Okay, I'll admit it. I've been swayed by the new Burger King ads. Despite my rational mind knowing exactly what they are doing, my perception of Burger King has still changed. This article explains what is going on.

Selling customization to consumers in a driving point in Klein's campaign. He wants BK customers to realize the value of customization and said that getting what one wants is "a powerful motivator across generations." He's seen a trend in a "huge exercising of empowerment," listing customized running shoes and Starbuck's personalized drinks as examples.

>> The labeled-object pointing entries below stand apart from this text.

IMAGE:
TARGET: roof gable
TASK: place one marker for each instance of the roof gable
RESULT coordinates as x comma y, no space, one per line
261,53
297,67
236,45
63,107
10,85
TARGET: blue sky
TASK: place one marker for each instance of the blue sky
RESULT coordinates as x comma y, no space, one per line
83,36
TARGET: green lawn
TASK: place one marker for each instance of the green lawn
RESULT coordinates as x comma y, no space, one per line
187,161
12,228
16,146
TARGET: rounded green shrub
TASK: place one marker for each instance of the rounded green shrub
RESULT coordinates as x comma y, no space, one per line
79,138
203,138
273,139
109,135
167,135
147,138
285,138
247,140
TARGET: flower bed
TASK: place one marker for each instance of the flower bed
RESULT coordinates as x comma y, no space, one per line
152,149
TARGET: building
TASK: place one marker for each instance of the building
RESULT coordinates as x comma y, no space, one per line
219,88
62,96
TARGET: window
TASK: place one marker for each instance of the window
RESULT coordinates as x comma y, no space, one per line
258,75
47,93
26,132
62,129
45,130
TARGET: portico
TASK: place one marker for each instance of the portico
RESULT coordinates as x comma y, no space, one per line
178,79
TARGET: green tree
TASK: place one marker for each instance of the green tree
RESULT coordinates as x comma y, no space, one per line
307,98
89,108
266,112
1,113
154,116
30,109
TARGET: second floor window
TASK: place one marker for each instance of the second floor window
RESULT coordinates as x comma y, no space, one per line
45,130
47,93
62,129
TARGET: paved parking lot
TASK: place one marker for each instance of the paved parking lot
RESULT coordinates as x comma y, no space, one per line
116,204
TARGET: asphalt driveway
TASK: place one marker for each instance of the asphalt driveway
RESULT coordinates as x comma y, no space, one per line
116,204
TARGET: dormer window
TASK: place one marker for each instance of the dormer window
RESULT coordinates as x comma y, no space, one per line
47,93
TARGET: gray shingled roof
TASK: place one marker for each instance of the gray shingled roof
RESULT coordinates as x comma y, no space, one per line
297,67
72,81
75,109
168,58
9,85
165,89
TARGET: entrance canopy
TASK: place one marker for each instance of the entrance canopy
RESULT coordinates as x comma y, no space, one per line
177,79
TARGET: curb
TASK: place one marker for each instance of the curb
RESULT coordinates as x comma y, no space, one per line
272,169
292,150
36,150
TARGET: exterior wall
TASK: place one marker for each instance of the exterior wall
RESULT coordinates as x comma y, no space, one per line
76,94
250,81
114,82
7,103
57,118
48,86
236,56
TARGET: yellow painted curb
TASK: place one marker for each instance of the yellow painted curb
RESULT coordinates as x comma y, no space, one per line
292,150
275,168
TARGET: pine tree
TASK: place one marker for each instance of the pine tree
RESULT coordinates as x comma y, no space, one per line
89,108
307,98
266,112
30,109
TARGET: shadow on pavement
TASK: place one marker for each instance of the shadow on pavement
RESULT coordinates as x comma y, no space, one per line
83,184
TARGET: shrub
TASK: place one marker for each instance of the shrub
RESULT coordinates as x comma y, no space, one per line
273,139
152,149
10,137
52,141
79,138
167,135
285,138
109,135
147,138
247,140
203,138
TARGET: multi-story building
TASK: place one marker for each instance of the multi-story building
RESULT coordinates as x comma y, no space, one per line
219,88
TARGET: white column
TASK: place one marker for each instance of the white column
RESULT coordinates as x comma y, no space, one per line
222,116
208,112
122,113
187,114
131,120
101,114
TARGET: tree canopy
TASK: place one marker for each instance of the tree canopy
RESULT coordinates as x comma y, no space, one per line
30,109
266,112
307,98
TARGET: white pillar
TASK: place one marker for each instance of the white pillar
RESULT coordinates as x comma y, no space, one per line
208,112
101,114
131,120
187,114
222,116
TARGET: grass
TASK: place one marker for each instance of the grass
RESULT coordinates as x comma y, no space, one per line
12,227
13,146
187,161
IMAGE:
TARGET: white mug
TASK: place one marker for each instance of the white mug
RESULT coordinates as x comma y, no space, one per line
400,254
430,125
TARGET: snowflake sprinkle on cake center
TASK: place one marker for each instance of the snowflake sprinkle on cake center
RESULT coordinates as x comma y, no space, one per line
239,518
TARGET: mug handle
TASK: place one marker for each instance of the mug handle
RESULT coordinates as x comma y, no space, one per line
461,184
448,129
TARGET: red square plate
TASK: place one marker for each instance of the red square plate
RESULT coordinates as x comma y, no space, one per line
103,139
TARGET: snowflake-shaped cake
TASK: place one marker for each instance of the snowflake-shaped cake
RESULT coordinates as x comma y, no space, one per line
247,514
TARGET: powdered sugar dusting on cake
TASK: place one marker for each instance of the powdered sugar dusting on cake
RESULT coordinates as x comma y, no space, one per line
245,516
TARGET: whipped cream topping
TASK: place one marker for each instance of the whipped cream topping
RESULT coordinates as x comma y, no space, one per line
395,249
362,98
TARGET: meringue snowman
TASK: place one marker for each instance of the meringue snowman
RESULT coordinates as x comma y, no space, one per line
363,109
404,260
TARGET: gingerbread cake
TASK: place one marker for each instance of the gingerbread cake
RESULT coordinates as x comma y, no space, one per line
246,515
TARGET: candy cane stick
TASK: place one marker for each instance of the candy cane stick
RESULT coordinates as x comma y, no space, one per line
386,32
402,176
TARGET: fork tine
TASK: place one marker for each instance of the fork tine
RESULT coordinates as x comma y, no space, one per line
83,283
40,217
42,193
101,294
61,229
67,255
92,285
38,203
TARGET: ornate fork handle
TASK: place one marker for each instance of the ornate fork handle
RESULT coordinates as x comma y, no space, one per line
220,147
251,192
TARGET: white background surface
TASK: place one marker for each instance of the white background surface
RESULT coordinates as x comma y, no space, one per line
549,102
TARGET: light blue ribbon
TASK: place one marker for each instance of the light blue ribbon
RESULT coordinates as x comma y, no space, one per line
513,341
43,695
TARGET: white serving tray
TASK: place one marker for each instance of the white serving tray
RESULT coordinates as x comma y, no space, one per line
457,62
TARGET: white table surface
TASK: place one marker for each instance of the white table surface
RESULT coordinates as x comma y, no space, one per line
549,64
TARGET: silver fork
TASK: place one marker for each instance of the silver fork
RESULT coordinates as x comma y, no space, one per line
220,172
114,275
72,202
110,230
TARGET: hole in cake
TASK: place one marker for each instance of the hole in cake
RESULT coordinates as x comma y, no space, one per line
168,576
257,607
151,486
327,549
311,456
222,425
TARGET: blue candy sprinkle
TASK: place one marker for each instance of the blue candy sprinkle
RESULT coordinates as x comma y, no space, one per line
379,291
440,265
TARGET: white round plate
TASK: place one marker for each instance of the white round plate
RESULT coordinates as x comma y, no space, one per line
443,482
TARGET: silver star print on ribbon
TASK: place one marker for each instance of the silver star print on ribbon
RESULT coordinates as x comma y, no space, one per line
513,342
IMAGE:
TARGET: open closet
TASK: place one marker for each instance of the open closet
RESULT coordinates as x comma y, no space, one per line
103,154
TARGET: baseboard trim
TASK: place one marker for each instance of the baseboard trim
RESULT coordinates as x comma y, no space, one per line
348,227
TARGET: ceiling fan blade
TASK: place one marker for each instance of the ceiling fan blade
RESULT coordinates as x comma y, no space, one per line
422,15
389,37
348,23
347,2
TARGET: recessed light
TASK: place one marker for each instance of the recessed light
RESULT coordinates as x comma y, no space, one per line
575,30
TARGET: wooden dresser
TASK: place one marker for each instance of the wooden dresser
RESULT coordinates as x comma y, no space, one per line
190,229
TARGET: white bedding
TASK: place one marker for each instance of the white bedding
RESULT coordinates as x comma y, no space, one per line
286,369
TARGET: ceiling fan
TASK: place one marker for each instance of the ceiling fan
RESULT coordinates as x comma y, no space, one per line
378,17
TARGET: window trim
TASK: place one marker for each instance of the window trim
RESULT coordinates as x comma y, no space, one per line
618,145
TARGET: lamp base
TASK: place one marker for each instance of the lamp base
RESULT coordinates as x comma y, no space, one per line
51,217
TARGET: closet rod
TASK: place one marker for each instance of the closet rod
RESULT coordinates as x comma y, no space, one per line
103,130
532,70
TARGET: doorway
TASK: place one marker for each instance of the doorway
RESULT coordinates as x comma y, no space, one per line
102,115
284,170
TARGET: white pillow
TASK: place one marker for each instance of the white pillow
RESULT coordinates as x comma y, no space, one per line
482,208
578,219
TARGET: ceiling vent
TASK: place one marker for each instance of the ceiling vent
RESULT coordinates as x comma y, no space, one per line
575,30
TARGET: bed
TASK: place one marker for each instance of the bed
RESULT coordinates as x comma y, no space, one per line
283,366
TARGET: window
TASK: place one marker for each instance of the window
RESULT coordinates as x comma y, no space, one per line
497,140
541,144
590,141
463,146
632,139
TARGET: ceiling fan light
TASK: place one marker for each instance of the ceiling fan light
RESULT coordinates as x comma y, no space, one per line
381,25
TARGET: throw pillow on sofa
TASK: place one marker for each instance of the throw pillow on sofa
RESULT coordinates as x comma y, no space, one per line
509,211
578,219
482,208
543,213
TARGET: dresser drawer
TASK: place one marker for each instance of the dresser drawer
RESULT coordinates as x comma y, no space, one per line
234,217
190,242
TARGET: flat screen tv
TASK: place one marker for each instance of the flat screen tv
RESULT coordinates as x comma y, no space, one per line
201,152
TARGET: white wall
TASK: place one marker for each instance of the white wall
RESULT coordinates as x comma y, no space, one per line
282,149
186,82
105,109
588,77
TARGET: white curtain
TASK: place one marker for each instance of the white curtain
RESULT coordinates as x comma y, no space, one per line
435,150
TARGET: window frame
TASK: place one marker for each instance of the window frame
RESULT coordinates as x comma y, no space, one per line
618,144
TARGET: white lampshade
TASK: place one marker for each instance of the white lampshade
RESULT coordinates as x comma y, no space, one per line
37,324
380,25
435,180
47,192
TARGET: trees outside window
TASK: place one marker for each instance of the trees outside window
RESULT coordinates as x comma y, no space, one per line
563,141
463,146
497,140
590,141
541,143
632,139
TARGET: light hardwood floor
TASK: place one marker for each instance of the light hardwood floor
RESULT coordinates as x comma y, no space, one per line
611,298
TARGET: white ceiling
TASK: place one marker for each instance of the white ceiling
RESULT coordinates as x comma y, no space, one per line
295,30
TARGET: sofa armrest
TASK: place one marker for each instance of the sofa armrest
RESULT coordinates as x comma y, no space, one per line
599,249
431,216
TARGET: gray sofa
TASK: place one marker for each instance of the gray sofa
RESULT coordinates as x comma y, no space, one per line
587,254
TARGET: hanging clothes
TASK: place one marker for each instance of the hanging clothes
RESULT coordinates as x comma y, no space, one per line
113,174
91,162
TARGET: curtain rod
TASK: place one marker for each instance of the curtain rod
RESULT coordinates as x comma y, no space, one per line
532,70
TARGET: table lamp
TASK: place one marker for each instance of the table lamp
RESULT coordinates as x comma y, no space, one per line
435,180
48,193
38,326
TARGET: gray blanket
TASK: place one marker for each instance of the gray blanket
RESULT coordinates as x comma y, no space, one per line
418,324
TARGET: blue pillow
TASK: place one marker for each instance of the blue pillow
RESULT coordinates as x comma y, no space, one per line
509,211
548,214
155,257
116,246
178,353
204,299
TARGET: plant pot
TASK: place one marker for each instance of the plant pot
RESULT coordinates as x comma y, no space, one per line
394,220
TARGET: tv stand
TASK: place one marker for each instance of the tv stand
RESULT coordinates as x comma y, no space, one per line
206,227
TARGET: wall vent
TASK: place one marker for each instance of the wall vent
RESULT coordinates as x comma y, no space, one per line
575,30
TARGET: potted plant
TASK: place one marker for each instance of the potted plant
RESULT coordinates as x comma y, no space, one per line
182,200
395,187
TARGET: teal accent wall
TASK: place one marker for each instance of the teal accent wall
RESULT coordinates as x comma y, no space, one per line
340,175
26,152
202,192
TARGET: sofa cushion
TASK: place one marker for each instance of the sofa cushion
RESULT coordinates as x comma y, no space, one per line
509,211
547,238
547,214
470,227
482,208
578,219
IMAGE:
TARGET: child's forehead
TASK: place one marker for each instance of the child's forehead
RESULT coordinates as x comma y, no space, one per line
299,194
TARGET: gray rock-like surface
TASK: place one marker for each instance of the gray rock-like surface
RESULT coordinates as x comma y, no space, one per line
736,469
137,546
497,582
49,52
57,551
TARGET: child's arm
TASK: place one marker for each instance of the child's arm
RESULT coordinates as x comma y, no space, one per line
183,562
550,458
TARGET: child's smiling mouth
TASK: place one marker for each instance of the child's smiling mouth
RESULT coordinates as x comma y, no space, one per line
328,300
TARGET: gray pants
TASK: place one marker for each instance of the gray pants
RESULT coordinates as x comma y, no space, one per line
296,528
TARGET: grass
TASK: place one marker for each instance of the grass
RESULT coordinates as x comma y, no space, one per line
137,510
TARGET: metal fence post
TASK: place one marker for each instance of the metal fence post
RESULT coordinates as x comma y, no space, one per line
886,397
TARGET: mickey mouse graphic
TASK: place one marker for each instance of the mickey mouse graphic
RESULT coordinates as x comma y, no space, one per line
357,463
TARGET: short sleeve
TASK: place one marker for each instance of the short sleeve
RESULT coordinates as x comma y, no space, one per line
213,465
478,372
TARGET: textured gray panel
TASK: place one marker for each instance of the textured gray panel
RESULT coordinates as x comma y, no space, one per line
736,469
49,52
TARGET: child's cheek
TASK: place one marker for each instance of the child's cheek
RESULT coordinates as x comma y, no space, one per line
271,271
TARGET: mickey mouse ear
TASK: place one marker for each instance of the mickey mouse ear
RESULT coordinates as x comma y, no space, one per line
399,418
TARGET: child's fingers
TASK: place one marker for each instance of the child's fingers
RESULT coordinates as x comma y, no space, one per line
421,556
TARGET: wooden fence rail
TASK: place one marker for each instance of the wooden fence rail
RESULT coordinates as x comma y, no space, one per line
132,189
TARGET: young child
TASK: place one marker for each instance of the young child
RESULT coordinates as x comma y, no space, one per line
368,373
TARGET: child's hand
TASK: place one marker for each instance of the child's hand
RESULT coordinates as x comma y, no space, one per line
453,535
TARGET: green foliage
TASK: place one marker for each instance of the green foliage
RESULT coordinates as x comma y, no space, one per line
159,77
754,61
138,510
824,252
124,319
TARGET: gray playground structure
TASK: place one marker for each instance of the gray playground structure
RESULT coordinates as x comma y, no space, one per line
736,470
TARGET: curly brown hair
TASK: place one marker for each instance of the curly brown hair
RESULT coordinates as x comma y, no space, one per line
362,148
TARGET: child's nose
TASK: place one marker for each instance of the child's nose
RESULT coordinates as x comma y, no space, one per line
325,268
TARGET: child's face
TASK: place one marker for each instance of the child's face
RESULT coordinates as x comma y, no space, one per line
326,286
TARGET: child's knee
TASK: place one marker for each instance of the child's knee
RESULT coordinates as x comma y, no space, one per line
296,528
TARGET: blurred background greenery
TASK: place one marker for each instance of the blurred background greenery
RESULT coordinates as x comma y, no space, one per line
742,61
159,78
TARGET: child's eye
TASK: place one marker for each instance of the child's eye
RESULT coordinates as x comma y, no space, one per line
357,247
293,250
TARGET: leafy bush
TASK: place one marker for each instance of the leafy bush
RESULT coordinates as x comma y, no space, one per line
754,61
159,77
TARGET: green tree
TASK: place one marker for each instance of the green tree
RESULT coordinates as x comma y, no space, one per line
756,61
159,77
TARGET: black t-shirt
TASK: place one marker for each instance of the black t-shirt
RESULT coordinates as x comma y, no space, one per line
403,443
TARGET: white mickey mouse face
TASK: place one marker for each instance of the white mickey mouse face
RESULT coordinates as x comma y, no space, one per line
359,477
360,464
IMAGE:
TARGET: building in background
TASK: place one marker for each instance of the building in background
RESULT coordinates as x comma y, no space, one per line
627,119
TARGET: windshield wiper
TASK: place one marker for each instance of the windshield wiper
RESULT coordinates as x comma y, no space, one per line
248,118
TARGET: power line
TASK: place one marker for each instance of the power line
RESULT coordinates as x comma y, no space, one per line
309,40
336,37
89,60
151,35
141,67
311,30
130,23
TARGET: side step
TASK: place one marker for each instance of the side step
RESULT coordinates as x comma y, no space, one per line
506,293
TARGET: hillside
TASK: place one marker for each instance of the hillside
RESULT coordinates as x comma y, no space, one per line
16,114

Burger King's latest advertising agency, Crispin Porter + Bogusky, discovered that "the marketplace is increasingly cynical and detached," said Klein. So BK has embarked on a ground-up branding campaign to get personal with the customer.

The first wave of ads has already hit TV screens. A group of young office workers, a cross between yuppies and slackers, stand around while a coworker hands out lunches from a big Burger King bag. Testing their rights to "have it their way," they compete to see who can come up with the most outlandish and innovative sandwich, enjoy tasty BK snacks, and chat each other up. The ads have eighteen- to twenty-four-year-olds written all over them. And, they're funny.

Something else surprising from the article – BK hired a cultural anthropologist to "determine their place in the fast food ecosystem." They determined the only area left for them to associate with was adolescence. Personally, I think it was a good idea for them to stake out their own territory than to try to steal the cultural association of McDonalds or Wendys. The new ads targeted to adolescence (and GenXers) seem to be working. Everyone is talking about them. Will that translate into more sales? We may never know since BK went private. But let me say that I rarely eat at burger places, yet find myself thinking about the ads when I drive by a Burger King. Maybe sooner or later I'll pop in.